If you were to head there today though, it is much, much busier. The streets are almost always covered with more people than make moving around easy. Just over the water, the London Eye stands tall, which is great for seeing the London Skyline from above – also very busy.
Westminster Bridge – Spectre (and Many Other James Bond Films)
Many James Bond films have had at least one scene on the iconic Westminster bridge. In fact, during the film The World is Not Enough, there was even a speedboat race down the Thames – with the speedsters racing past what is now the O2 Arena.
We’ve put down Spectre because it’s the most recent James Bond film – and the most recent to feature the Westminster Bridge. Centrally located, it’s a great place to start any tour around famous movie backdrops in London. It’s also next to the London Parliament buildings and Big Ben – as well as many other iconic film locations.
Wandsworth Prison – A Clockwork Orange
One of the greatest films of all time – at least, that’s what several film critics say. This Stanley Kubrick 1971 thriller and comment on society, has become a cult classic. The scene in which Alex is imprisoned after committing several crimes was actually shot in a real-life prison. As the camera hovered above to show us where he was going to be punished, we were shown the iconic aerial shot.
The prison is one of the largest in the UK, and although you can’t actually go inside it – it is, after all, a prison – you can take a look from the outside, knowing that it’s home to some of the UK’s worst offenders.
Notting Hill – Notting Hill
Ok, there have been several high-octane films there. What about if you’re looking for famous movie backdrops in London for movies which are somewhat more romantic?
Notting Hill is one of the most romantic movies to come out of the UK. Staring 90’s heartthrob Hugh Grant and the impeccably beautiful Julia Roberts, Notting Hill is the location of pretty much the whole movie. Julia Roberts – a film star – meets a small an unassuming bookshop owner who doesn’t know who she is – Hugh Grant. The two immediately fall for each other, and they try to navigate the pressures of her being part of the film industry and a famous actress, and him being a relative nobody. A truly romantic film and Notting Hill is the perfect setting with its small townhouse streets and ‘typically’ London look.
Admiralty Arch – Children of Men
Located near to Trafalgar Square, the Admiralty Arch is shown in Children of Men as the main character – Clive Owen – travels to the government buildings to talk to officials. In the film, it is a huge gate keeping people out of the government “offices”, in real life, it’s an iconic landmark built by King Edward the VII in memory of his mother –back in 1912.
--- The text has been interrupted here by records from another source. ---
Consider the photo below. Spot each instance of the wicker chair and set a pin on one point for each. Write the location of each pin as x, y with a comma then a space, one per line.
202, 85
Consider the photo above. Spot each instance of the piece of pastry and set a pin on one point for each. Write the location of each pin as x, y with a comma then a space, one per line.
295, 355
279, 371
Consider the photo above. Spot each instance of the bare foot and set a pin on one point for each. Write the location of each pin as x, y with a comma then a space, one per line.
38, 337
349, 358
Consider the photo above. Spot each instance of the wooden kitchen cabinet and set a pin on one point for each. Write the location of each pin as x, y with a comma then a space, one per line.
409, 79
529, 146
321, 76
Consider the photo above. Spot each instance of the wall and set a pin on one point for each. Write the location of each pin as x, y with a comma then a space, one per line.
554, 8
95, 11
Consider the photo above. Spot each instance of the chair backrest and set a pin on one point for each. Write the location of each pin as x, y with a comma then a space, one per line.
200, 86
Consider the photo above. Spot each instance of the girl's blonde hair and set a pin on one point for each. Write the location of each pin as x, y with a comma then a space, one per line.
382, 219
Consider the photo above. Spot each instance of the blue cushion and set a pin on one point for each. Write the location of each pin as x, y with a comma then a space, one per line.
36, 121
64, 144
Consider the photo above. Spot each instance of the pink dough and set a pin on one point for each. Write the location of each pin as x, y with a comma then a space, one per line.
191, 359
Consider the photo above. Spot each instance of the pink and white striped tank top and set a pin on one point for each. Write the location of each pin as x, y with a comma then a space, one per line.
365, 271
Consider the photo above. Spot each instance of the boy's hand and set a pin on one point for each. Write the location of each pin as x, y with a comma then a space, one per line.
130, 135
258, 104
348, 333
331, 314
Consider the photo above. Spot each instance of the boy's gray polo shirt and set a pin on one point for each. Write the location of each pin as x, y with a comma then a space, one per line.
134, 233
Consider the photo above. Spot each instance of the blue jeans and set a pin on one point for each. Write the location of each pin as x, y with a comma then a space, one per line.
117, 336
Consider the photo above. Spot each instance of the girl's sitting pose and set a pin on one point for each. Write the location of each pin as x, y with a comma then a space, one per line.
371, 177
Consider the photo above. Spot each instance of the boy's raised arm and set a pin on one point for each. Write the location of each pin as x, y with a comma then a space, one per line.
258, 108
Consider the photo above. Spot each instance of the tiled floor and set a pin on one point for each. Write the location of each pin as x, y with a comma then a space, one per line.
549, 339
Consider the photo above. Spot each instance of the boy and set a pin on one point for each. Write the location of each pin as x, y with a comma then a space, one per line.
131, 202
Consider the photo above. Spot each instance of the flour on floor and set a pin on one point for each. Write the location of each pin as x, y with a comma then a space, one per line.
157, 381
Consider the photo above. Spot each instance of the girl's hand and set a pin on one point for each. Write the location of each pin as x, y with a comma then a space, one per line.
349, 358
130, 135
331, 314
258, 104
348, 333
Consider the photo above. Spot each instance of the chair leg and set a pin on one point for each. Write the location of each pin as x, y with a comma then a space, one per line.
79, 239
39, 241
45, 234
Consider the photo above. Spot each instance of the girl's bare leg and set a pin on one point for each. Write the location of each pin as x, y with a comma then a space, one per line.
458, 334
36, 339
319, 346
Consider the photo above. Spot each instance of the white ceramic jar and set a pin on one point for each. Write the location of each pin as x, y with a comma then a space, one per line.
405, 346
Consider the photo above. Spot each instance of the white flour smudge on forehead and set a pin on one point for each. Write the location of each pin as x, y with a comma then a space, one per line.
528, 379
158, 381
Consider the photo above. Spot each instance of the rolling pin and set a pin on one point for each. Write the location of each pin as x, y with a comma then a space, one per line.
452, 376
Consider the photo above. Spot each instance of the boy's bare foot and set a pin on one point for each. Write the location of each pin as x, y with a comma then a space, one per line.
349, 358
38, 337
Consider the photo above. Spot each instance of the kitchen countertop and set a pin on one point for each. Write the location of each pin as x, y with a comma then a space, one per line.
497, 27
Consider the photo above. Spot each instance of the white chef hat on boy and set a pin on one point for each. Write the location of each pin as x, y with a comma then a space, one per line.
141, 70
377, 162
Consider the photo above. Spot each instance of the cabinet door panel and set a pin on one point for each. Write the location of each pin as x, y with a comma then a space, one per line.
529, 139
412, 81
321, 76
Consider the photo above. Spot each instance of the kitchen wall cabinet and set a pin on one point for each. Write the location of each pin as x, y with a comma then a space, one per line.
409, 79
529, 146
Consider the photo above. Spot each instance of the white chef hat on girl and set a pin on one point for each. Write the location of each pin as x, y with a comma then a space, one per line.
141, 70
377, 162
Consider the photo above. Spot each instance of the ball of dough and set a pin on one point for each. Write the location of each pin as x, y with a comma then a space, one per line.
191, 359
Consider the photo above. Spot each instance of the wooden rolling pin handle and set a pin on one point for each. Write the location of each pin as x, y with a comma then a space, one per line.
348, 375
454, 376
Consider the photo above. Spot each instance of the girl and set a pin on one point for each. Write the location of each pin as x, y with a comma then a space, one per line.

The building previously held government offices. However, in 2011, the government sold a lease on the building for a private developer to turn it into an upscale hotel, restaurant, and an apartment building. Luckily, that means that you can go and visit it yourself, and feel as though you’ve been sucked into the apocalyptic world of Children of Men.
Discover Films Everywhere
London has more iconic film locations than you can imagine. It’s great to explore them and see what you can uncover – and you don’t just have to stay in London. There’s a whole world out there.